Precision casting differs from sand casting and shell moulding in that the moulds they employ consist of only one part, while the pattern itself is expendable each time a casting is made. Precision casting processes offer much more freedom to the designer, and produce castings of a superior surface finish and a high degree of dimensional accuracy. Among other purposes, they are used for the casting of metals and alloys that are difficult to machine, since the castings usually require very little or no finishing treatment. These castings are used in precision engineering, clockmaking, and other fields of industrial production
Sand casting can be used for all common metals, and ther are many different sand-casting processes and special processes derived from this method. These are known by various names such as open sand moulding, pit moulding, box moulding and template moulding etc. The most commonly used method for making small castings is box moulding. With this method the pattern is embedded in the sand or other mould material, within a moulding box which is usually made up of an upper and lower part, the sand being compacted by ramming, vibration or pressure. The box is then opened and the pattern is removed, the cores inserted, the box closed again and the casting is carried out.
For casting very large, heavy or intricate parts the pit moulding process is employed. The pit method is where the mould is built up in a casting pit. To give the sand greater strength when used as a mould material for large castings, cement can be added. For symmetrically shaped castings the mould is sometimes formed by means of a template, a metal plate cut to the required profile for producing a certain shape when it is moved along a guide track or rotated on a pivot.

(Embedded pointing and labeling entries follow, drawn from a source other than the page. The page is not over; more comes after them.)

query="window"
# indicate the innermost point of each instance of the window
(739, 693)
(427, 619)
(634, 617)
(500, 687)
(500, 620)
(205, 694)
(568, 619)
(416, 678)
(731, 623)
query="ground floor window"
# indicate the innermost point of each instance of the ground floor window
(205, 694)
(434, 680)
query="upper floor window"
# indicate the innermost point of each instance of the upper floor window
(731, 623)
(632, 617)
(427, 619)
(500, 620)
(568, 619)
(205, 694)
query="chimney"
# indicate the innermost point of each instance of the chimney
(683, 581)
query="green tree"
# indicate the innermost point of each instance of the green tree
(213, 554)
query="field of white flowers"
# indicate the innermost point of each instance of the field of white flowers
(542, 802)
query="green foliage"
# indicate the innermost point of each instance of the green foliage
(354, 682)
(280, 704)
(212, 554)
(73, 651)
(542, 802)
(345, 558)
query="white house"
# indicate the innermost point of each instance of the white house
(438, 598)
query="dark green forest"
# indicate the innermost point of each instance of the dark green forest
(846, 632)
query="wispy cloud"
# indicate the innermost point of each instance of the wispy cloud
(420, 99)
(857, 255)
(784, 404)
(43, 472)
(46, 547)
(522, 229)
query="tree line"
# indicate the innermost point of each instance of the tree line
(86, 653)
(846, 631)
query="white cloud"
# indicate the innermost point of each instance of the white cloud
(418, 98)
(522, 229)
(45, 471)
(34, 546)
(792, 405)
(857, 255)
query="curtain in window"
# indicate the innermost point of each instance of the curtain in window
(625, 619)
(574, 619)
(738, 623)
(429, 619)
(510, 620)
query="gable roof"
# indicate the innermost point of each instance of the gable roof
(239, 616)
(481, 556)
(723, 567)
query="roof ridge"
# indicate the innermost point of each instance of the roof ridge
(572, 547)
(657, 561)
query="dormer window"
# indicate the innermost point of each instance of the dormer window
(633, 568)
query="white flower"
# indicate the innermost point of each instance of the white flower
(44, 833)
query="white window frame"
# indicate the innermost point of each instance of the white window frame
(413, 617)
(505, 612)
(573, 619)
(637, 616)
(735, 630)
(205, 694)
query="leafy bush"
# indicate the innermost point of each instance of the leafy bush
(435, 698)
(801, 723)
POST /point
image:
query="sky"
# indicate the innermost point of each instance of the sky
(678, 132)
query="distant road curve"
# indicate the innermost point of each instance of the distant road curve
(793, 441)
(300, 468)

In dry sand moulding the mould is baked ; in green sand moulding and the mould is used with sand in the damp or 'green' condition. The metal is poured from above into an open mould. The more usual kind of moulds are the closed moulds which are filled through a special system of channels known as gate runners, and are usually so contrived that the metal enters at a low point and rises in the mould. Once the metal has solidified and cooled, the casting is removed from the mould and the runners and risers are detached from the casting. The casting is then cleaned up by abrasive tumbling, blasting, cutting or grinding.
When casting with expendable moulds, the individual pattern parts are first made by hand or by mechanical means and then assembled. The moulding materials are those used for constructing the actual moulds in which the metal will be cast, are usually mineral substances such as cement, fireclay, plaster etc., in conjunction with bonding agents such as water glass, synthetic resins, oil, sulphite solution etc., which give the moulds the necessary strength and dimensional accuracy. The bond action is either achieved by drying or by chemical consolidation.
Precision non-ferrrous die casting, is the casting of metals such as zinc, aluminium and brass.